Gli oppositori al regime hanno preso il controllo di diverse città vicine alla capitale libica mentre, secondo le ultime notizie, il Colonnello è asserragliato a Tripoli, nel bunker di Bab al-Aziziya. Lo ha riferito Al Arabiya secondo cui le truppe ancora fedeli a Gheddafi hanno isolato la capitale stendendo un cordone di mezzi e truppe con cui difendere il Raìs. La zona di Bab al-Aziziya a Tripoli, dove si trova la residenza del leader libico Muammar Gheddafi, sarebbe senza elettricità dalla scorsa notte.

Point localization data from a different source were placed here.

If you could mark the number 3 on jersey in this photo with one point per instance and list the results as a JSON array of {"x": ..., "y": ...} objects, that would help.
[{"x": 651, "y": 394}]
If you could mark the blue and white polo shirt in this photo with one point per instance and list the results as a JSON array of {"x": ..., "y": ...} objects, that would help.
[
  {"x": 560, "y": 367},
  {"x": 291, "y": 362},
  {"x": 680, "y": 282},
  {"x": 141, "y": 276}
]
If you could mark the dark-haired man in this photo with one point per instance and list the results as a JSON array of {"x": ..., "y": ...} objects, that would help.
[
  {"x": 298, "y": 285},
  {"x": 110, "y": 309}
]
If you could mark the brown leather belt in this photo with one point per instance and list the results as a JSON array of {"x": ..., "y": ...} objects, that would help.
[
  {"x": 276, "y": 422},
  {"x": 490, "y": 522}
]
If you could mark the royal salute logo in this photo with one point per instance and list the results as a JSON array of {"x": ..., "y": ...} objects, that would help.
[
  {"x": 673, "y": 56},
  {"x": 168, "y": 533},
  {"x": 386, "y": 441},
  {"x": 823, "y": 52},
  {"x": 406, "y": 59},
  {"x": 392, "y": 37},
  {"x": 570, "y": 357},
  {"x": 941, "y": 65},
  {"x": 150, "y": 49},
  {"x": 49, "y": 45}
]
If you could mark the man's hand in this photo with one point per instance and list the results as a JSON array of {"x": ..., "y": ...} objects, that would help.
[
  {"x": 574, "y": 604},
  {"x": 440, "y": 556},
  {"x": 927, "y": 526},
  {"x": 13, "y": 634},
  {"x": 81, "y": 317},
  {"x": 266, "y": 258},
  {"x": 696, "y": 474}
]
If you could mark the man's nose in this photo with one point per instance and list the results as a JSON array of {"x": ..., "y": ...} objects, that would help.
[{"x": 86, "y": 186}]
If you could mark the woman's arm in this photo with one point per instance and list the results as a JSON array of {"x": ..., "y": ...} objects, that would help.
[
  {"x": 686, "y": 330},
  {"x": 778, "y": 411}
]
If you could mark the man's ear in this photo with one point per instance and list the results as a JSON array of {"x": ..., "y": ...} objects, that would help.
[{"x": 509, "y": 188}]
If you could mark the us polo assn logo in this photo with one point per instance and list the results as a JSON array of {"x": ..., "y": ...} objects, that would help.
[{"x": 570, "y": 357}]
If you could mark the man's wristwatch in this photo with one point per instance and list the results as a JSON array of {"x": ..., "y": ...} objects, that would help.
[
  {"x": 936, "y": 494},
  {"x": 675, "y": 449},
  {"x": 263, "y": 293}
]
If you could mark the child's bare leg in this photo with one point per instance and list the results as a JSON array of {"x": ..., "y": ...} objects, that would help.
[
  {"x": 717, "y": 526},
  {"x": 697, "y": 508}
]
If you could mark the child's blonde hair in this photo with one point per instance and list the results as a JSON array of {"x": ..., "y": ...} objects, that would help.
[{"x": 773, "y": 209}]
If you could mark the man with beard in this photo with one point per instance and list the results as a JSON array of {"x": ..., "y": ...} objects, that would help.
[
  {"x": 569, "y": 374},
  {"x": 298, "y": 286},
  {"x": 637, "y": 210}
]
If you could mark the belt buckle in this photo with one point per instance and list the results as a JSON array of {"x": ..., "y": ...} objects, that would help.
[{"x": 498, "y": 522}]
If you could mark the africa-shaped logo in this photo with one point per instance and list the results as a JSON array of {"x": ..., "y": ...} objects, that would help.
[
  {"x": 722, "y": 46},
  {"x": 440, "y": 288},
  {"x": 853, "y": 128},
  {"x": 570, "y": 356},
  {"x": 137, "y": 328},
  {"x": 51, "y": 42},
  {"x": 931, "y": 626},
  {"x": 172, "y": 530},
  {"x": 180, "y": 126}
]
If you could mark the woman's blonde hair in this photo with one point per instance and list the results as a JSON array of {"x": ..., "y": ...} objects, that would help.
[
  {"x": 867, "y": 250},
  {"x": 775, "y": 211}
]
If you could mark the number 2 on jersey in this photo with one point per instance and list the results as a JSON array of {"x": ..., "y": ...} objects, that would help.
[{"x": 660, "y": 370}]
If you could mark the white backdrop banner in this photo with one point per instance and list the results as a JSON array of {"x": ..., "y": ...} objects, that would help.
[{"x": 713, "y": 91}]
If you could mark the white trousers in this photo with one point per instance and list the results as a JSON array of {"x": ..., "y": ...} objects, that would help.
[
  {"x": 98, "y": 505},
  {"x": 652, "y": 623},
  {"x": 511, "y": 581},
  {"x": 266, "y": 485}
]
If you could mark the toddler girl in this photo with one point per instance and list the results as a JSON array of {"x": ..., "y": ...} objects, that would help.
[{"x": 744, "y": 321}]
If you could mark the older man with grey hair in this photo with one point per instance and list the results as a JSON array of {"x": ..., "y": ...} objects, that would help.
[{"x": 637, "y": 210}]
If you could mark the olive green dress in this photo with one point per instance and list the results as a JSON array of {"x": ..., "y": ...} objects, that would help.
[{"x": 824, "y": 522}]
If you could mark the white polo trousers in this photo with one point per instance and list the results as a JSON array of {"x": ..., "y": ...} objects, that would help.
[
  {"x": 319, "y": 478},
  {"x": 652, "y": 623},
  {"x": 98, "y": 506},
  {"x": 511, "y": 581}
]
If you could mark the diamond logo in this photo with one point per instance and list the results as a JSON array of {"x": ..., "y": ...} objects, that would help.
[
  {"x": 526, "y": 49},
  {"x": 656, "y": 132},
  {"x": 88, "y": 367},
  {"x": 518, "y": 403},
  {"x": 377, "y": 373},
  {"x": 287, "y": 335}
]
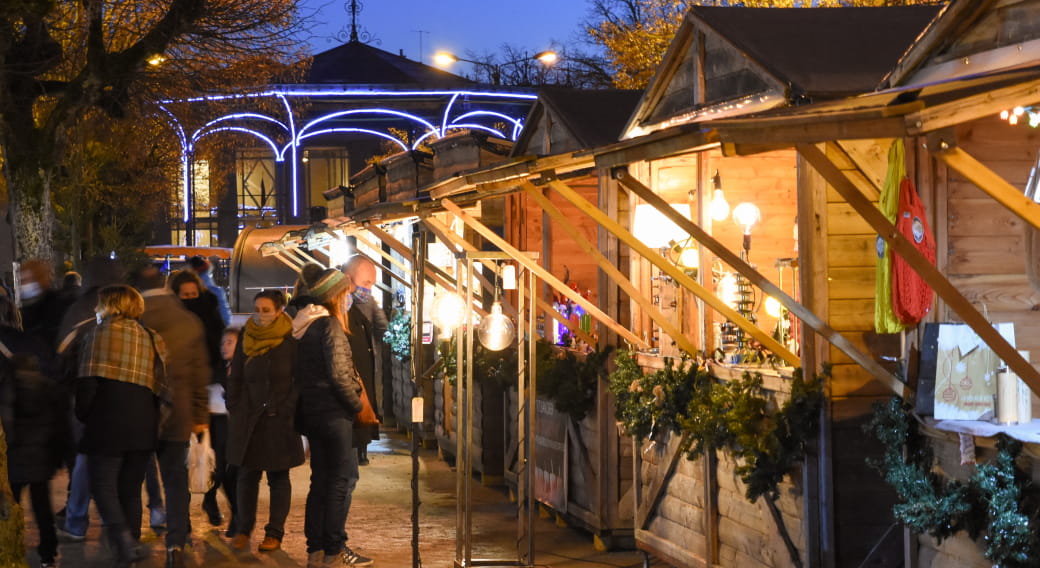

E sono migliaia i mercenari e i miliziani africani che si stanno intanto dirigendo verso Tripoli per portare rinforzi al leader libico, mentre la rivolta contro il regime del colonnello libico, al potere da 42 anni, sembra essere arrivata a una fase decisiva. "Gheddafi - scrive oggi il New York Times - sta rafforzando il suo quartier generale di Tripoli, mentre i suoi oppositori nella capitale stanno organizzando la loro prima iniziativa di protesta coordinata per il prossimo venerdì". "Su ogni cellulare arriva un messaggio relativo a una grande manifestazione di protesta per venerdì a Tripoli" dice un testimone locale, aggiungendo che il discorso minaccioso rivolto al Paese dal colonnello Gheddafi ha portato la determinazione dei rivoltosi "al 100 percento".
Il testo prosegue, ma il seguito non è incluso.